From the beginning I had my worries about Boyd and Laury based on their backgrounds. Boyd hadn’t played high school basketball in two seasons and had the legitimacy of his SAT test score questioned and Laury’s “high school” was housed in an old hotel with a set up much like the Boys To Men Academy. A prep school in Chicago that the NCAA shut down a year ago after it was discovered that it catered to mainly area basketball recruits with dwindling academic standings.
The rumblings about Dixon were that he was also a little on the controversial side in junior college, sitting out a number of games last season at Hutchinson (Kan.) Community College due to attitude issues and team rules violations. So he’s also one to watch.
I applaude head coach Ken McDonald for getting rid of these “red flag” cases before they really became problems. At first I was weary of the signings but now it looks like McDonald has these kids on a short leash after the quick axes given to these two players. While I see the method to McDonald’s madness, it’s still a slippery slope to go down.
And he doesn’t seem to be slowing down with the signing of Crook, who spent last season at a fifth-year prep school in Maine to work on his academics and had to wait this long to both be cleared by the NCAA and await word on eligibility for a scholarship. Factor in the addition in of Oklahoma transfer Juan Patillo to the squad –his third school in four years after spending two seasons at the College of Southern Idaho–and my thoughts are that McDonald and his staff may be giving too many at-risk kids chances when they don’t deserve them. Patillo was dismissed from the Sooners squad for repeated violations of the team’s policy.
It’s a case seen with a coach like West Virginia’s Bob Huggins. While at Cincinnati, Huggins repeatedly gave high-risk recruits and transfers chances to join the Bearcats and reform and more often than not, that blew up in his face. Huggins began to look like a glutton for talented players that lacked character, but was really just too nice to say no to a kid that wanted a chance. I’ve met Huggins and so have others I know and the guy is a classic act off the court who would do anything for someone he thought was deserving, whether they actually were or not.

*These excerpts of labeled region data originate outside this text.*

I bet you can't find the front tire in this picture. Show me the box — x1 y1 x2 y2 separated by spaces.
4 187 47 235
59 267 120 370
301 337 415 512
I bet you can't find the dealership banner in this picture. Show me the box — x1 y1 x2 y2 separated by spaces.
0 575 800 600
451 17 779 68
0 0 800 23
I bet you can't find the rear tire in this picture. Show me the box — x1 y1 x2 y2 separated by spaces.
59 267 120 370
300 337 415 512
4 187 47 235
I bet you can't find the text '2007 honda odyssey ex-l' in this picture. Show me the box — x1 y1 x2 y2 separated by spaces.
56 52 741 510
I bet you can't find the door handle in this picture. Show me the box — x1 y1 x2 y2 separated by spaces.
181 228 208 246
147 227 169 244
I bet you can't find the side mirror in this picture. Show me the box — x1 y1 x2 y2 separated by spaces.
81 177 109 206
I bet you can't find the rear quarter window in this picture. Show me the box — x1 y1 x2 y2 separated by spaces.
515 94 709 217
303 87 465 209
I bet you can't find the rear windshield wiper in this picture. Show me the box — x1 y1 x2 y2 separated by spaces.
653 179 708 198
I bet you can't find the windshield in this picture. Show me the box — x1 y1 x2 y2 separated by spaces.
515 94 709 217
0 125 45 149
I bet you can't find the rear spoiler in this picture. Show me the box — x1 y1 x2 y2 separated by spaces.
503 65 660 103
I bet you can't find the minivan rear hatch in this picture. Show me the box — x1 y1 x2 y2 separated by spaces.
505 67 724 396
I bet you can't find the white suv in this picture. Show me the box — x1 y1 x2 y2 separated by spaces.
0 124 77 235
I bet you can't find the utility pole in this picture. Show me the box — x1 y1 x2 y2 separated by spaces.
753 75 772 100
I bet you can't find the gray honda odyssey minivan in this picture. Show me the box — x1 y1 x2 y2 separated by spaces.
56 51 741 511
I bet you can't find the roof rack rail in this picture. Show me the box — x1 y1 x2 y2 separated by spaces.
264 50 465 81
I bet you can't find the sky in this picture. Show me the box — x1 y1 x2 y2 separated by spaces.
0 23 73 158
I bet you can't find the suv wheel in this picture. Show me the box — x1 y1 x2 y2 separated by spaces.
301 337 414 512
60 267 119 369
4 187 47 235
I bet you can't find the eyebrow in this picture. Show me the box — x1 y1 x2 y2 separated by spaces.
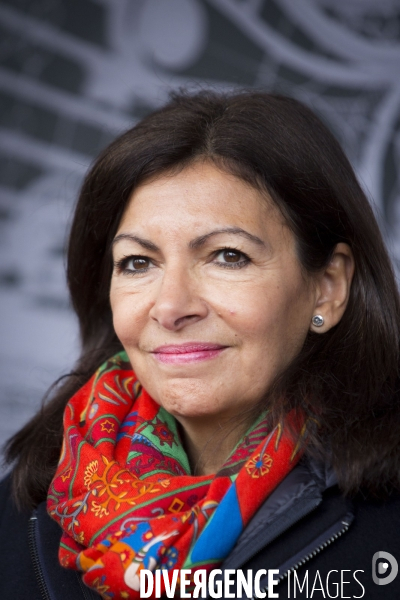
189 227 265 248
112 227 265 252
112 233 160 252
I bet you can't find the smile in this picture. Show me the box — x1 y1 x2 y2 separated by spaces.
152 342 227 365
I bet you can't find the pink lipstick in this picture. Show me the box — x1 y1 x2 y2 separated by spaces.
153 342 227 365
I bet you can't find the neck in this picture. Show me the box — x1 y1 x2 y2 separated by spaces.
179 418 252 475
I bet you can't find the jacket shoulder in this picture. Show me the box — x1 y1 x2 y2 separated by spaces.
0 475 41 600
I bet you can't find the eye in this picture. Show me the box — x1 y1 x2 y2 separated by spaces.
215 248 250 268
115 256 152 275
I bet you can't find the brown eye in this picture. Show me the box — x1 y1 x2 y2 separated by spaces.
126 256 150 271
221 250 242 263
215 248 250 269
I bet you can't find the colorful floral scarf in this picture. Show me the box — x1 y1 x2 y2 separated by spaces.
48 352 299 600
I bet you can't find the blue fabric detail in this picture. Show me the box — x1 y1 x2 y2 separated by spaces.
189 484 243 564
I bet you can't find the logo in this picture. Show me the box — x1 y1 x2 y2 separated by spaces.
372 550 399 585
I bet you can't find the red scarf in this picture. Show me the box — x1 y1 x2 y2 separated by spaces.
48 352 300 600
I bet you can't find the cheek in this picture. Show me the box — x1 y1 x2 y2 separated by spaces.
223 276 312 358
110 289 145 347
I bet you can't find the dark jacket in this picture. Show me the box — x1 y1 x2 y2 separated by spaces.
0 461 400 600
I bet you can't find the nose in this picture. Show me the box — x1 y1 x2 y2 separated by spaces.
149 265 208 331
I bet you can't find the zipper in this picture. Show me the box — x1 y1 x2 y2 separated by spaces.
28 516 51 600
252 513 354 600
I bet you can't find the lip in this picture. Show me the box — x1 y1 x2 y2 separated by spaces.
152 342 228 364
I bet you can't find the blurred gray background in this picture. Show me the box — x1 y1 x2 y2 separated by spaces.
0 0 400 450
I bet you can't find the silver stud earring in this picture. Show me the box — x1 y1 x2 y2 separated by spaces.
311 315 325 327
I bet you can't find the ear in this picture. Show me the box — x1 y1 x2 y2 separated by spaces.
310 243 354 333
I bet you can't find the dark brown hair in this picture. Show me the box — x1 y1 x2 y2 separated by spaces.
7 91 400 505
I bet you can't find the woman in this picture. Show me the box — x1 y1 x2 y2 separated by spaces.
0 92 400 598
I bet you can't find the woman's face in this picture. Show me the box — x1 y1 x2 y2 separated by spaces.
110 163 315 425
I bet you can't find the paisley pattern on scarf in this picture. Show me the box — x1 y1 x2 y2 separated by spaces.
47 352 300 600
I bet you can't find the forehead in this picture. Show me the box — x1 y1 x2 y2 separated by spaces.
118 162 285 239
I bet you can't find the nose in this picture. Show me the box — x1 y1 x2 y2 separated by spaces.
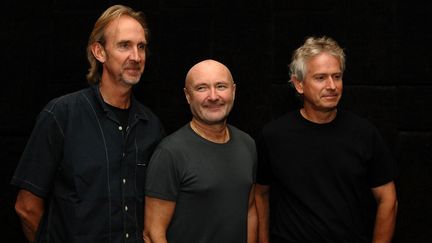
208 88 219 101
130 47 143 62
327 76 336 90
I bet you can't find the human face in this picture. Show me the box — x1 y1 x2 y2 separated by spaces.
102 15 147 86
293 52 343 113
184 61 235 125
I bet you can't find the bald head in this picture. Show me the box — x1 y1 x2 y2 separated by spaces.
184 60 236 125
185 59 234 88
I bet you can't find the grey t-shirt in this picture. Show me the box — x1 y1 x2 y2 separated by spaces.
145 124 257 243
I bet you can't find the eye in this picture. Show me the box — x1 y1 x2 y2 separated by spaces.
216 84 228 90
138 43 147 51
333 74 342 80
195 85 208 92
118 41 129 49
315 75 326 82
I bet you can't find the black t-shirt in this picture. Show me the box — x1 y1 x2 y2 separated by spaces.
257 111 396 243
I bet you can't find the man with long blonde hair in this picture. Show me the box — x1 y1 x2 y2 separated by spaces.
11 5 164 243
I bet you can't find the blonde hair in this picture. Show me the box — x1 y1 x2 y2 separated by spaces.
289 36 345 81
86 5 149 84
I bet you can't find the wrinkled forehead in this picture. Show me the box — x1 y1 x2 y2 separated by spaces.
185 61 234 87
105 15 146 41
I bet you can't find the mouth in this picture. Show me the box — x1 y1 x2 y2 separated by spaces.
322 94 339 99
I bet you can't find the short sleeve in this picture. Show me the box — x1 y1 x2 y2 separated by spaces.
145 147 181 201
11 110 63 197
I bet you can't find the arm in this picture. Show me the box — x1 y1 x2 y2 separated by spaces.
372 181 397 243
144 196 176 243
15 189 44 242
248 185 258 243
255 184 270 243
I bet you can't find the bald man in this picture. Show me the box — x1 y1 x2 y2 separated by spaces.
144 60 257 243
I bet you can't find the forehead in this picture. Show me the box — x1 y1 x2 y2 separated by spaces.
189 63 232 85
307 52 341 74
105 15 145 41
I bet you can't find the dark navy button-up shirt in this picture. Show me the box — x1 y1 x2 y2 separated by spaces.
11 86 164 243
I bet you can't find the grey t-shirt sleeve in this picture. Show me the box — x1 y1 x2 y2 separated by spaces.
145 147 180 201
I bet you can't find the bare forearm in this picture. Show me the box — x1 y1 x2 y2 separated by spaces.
255 186 270 243
15 190 44 242
372 200 397 243
248 203 258 243
21 217 41 242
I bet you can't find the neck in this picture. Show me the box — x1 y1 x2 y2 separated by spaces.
99 81 132 109
300 108 337 124
190 118 230 143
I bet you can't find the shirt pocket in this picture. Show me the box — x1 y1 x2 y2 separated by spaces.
135 149 152 197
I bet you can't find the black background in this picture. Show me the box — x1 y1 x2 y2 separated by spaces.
0 0 432 243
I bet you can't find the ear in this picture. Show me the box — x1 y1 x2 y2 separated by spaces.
91 42 106 63
291 76 303 94
183 87 190 104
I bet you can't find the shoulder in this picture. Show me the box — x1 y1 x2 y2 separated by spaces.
158 124 189 150
43 87 92 113
228 124 253 141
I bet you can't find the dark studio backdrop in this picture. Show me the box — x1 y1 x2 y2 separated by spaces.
0 0 432 243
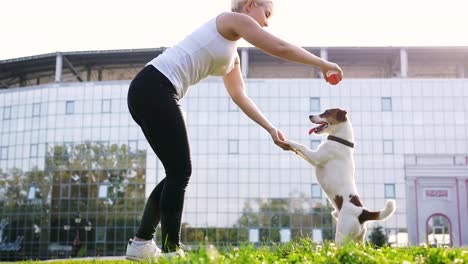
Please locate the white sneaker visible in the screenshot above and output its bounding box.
[125,239,162,261]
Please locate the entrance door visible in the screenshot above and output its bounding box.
[426,214,452,247]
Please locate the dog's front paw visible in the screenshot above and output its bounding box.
[285,139,299,154]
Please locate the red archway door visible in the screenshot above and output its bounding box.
[426,214,453,247]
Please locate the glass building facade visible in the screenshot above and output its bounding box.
[0,79,468,260]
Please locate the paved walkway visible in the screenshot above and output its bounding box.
[42,256,125,262]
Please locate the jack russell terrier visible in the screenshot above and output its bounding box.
[286,108,395,244]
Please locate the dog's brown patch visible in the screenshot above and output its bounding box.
[358,209,380,224]
[349,194,364,207]
[320,108,348,125]
[333,195,343,211]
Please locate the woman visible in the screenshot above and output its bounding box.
[127,0,343,260]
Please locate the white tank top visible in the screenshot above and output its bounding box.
[147,15,237,99]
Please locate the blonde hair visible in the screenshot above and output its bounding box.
[231,0,273,13]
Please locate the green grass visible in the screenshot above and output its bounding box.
[16,239,468,264]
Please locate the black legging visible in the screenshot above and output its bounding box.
[127,65,192,252]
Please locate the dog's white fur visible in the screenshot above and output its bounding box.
[287,108,395,244]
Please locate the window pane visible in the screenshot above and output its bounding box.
[228,99,239,112]
[310,139,322,149]
[385,184,395,198]
[65,101,75,115]
[383,140,393,154]
[312,183,322,198]
[29,144,39,158]
[32,103,41,116]
[382,97,392,111]
[101,99,111,113]
[98,184,107,198]
[3,106,11,120]
[0,147,8,160]
[228,139,239,154]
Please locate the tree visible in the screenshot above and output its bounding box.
[369,225,388,248]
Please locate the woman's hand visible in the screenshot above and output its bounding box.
[320,61,343,82]
[270,127,292,150]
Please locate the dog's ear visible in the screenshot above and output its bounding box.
[336,109,348,122]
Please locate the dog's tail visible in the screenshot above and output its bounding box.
[359,200,396,224]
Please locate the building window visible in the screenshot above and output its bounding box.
[101,99,112,113]
[382,97,392,112]
[65,101,75,115]
[0,187,6,201]
[228,139,239,154]
[385,183,395,198]
[96,227,107,242]
[383,140,393,154]
[29,144,39,158]
[310,139,322,149]
[98,184,109,199]
[312,229,323,243]
[228,99,239,112]
[0,147,8,160]
[32,103,41,116]
[128,140,138,153]
[310,97,320,112]
[249,229,260,243]
[3,106,11,120]
[280,228,291,243]
[311,183,322,198]
[60,184,71,198]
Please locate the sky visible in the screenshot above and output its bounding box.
[0,0,468,60]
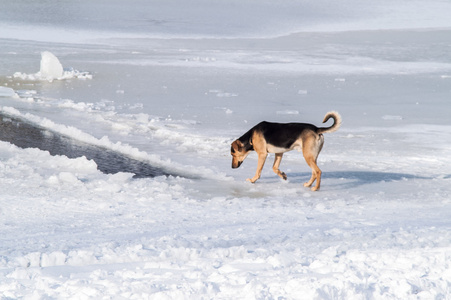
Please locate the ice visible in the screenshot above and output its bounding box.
[39,51,63,80]
[0,86,17,97]
[13,51,92,82]
[0,0,451,299]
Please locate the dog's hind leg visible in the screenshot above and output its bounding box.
[302,134,324,191]
[304,156,321,191]
[272,153,287,180]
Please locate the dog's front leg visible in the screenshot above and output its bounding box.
[246,153,268,183]
[272,153,287,180]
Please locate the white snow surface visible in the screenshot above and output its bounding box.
[0,0,451,300]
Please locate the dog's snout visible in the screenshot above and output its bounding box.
[232,161,243,169]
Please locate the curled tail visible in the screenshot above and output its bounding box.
[316,111,341,134]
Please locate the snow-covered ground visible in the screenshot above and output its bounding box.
[0,0,451,299]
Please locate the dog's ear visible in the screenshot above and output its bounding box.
[232,140,244,152]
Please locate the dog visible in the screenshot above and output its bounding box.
[230,111,341,191]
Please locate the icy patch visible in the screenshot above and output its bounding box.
[276,109,299,115]
[382,115,402,121]
[40,51,64,80]
[0,86,17,97]
[13,51,92,82]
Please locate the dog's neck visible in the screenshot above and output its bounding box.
[238,130,254,151]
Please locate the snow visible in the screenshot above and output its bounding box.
[0,0,451,299]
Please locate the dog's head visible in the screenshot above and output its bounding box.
[230,140,250,169]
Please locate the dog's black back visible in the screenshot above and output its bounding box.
[239,121,318,149]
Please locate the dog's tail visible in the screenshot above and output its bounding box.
[316,111,341,134]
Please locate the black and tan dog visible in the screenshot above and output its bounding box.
[231,112,341,191]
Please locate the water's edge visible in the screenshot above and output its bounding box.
[0,113,173,178]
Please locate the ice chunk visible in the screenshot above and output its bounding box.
[0,86,16,97]
[40,51,64,80]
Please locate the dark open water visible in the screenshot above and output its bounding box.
[0,114,175,178]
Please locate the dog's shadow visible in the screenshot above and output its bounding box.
[287,171,432,189]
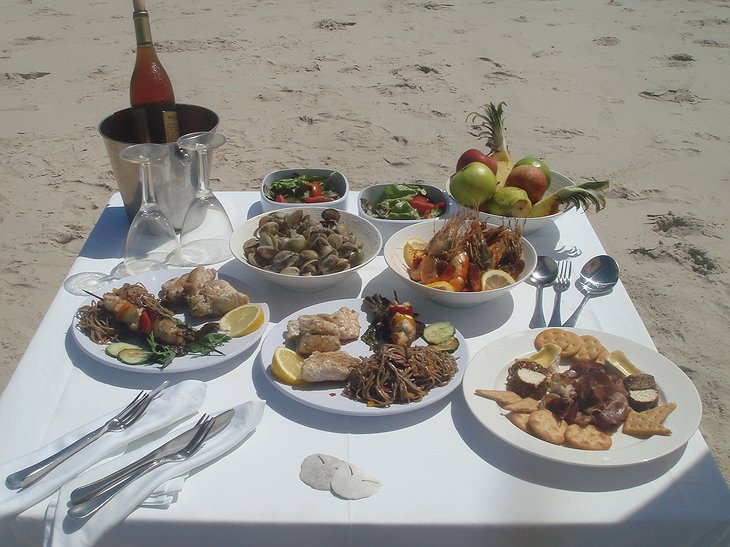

This was his downfall as a coach then, it’s a path that is starting to look similar with McDonald.
He’s taken chances on five questionable recruits in the past six months and already had two backfire on him. He has good intentions, but everyone knows the cliche about what the path to hell is paved with.
It’s not an issue so much now, and McDonald is handling it way better in his year-and-a-half as head coach than Huggins ever did by taking swift, decisive action against players that are already on thin ice. I support and agree with that, but after a while, they may not be enough.
Only time will tell whether any of the rest of the spring/summer 2009 recruiting class will turn out like Boyd and Laury, but it’s nothing like I’ve ever seen in college basketball and hopefully McDonald won’t let it go on for his entire tenure.